Through Project Okello, a group on GCC's campus that works with African charities and raises awareness for humanitarian issues, Jesse became aware of an opportunity in Uganda for an internship with the Kamwenge Secondary and Vocational School. During his trip to Kamwenge, he experienced culture shock; a familiar concept due to his international childhood, but one that he had not experienced for a number of years. Culture shock reaches a deep and fundamental level. Jesse explained further by saying, "There was a sense of persistent uneasiness and loneliness. It never really leaves when you are in a culture you don't really understand with people you don't really understand." In order to combat the loneliness, Jesse cultivated perseverance and diligence. Acting as a jack of all trades, he assisted in the school wherever needed.
When Jesse returned to America, he began his job at APL shortly thereafter. His job entails model analysis and software development. A lot of work at APL is self-directed, he explained. Rather than being tasked with something, you find something you are interested in and see if you can get funding for it; or else you find someone else who has a project you are interested in and ask if they need help.
Jesse's math major prepared him well for this job. One of his first projects at APL required him to handle projected areas of rectangular prims, which are calculated by flattening it into the plane and measuring the shape. The difficulty of Grove City classes provided him with a level of perseverance developed from "beating your head against a problem for eight hours and getting nowhere." The social interactions with friends also taught him to look at work not as a place to go for eight hours and then leave but rather as a community to invest in.

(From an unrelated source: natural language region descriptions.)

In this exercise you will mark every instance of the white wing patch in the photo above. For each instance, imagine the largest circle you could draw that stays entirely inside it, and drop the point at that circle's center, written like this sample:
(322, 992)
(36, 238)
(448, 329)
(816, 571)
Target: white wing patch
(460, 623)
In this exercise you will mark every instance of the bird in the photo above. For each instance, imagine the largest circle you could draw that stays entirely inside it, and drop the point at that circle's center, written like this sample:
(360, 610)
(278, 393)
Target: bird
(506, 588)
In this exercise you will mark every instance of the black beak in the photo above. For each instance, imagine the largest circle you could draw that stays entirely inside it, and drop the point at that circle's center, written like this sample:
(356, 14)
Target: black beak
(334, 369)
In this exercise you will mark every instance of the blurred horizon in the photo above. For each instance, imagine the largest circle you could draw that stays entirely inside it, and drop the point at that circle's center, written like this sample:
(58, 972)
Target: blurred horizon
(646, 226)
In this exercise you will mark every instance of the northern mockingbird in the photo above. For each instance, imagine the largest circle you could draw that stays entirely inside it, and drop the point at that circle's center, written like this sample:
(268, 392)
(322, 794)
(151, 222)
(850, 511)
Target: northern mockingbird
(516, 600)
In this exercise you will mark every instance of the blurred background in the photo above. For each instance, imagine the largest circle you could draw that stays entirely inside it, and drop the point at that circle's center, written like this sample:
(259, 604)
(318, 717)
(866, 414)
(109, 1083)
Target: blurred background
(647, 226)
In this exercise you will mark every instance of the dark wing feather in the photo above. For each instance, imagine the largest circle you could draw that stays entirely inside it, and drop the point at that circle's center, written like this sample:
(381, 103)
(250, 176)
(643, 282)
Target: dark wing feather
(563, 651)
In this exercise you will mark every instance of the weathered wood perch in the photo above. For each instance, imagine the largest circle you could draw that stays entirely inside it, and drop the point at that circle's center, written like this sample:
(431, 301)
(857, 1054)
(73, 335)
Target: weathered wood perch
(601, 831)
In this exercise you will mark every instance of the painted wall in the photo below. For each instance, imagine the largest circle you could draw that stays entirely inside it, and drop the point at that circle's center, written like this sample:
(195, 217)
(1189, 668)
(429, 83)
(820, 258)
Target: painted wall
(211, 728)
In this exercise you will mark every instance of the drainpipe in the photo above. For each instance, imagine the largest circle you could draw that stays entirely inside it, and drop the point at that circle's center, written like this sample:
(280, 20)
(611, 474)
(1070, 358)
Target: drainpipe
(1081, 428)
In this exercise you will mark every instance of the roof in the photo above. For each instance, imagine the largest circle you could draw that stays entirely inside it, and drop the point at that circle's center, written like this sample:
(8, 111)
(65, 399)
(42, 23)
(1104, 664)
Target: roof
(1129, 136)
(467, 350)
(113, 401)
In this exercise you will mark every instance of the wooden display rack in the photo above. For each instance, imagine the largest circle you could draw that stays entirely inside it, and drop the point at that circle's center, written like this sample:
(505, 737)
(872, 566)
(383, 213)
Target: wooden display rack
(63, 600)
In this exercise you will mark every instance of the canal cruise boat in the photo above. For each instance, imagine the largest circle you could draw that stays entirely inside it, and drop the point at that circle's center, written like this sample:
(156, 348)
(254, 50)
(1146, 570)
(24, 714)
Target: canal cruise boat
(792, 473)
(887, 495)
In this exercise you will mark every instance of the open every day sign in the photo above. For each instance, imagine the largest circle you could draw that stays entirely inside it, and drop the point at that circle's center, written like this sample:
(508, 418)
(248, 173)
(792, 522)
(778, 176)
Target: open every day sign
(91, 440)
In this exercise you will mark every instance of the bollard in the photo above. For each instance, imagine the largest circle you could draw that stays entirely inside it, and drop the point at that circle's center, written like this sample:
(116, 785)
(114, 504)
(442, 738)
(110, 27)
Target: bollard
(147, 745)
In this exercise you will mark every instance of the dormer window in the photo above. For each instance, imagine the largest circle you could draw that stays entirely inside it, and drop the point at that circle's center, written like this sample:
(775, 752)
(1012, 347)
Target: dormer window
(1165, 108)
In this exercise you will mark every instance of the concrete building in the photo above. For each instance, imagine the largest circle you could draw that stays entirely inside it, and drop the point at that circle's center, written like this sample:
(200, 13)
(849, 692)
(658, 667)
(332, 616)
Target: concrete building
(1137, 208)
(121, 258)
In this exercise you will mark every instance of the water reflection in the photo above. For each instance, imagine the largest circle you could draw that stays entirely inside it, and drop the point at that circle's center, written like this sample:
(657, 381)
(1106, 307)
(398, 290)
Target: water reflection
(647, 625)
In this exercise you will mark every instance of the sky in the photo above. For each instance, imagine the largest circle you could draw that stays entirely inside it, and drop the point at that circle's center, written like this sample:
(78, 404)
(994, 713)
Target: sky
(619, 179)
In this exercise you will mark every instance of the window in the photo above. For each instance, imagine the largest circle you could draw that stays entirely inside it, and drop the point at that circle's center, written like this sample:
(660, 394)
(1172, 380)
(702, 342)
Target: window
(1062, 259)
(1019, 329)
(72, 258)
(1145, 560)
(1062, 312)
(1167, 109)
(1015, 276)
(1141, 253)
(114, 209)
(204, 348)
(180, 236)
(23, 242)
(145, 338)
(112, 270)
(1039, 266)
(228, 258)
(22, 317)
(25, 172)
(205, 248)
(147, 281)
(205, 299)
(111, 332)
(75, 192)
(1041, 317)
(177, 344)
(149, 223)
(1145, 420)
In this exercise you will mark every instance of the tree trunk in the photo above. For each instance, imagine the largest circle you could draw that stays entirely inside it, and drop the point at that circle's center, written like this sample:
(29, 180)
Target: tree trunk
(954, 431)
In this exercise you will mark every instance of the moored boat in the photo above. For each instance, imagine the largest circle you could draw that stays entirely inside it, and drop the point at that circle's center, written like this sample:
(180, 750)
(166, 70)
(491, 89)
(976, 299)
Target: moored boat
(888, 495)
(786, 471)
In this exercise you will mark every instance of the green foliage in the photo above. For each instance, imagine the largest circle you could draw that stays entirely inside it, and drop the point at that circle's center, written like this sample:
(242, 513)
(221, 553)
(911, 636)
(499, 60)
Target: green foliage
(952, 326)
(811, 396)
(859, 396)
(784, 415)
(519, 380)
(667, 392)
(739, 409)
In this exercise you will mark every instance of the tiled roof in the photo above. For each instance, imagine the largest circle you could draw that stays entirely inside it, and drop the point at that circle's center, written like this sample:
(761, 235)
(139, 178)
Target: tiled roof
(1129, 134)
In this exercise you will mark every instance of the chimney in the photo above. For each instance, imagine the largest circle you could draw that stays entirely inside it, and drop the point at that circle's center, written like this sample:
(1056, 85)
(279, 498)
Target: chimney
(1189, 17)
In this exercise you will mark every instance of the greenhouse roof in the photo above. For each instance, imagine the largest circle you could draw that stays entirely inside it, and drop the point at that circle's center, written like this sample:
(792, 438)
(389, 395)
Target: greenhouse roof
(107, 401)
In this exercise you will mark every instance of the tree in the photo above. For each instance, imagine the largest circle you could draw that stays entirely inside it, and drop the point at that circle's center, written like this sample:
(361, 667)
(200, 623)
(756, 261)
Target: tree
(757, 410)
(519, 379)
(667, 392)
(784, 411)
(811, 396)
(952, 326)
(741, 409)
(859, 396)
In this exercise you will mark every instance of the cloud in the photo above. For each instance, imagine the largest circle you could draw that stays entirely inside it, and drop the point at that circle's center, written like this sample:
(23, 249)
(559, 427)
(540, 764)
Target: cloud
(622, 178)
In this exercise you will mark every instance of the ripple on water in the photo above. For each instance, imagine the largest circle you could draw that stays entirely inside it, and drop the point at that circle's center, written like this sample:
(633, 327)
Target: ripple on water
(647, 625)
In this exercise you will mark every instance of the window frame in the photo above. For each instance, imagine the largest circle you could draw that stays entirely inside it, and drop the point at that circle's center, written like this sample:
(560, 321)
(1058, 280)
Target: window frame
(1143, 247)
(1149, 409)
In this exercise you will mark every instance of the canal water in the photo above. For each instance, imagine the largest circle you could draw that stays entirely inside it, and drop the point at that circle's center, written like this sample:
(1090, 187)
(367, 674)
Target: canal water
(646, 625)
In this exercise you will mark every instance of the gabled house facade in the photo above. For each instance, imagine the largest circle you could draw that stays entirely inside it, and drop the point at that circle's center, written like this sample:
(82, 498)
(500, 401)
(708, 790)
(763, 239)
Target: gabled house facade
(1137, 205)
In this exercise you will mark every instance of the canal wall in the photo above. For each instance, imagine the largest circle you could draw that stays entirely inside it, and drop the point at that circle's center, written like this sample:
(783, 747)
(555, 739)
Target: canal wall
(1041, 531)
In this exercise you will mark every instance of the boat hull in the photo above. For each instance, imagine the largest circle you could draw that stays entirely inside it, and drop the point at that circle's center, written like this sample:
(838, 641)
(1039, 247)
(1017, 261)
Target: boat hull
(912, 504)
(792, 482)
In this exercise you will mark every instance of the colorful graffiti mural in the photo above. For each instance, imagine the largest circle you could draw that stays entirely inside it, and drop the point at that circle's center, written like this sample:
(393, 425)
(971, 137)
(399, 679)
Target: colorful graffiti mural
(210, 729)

As a result, the workplace becomes much more enjoyable.
His international experiences and globetrotting childhood have given Jesse a distinctive past that has provided him with the skills needed to become a productive member of society. "Doing good and useful work is what is needed to make a satisfactory job," Jesse said. "Even if the work isn't strictly satisfying now, Uganda has given the perseverance to push through until it does." Many Millennials struggle with precisely what Jesse delineates. His words are a lesson that many might learn from, and his story is one that captivates.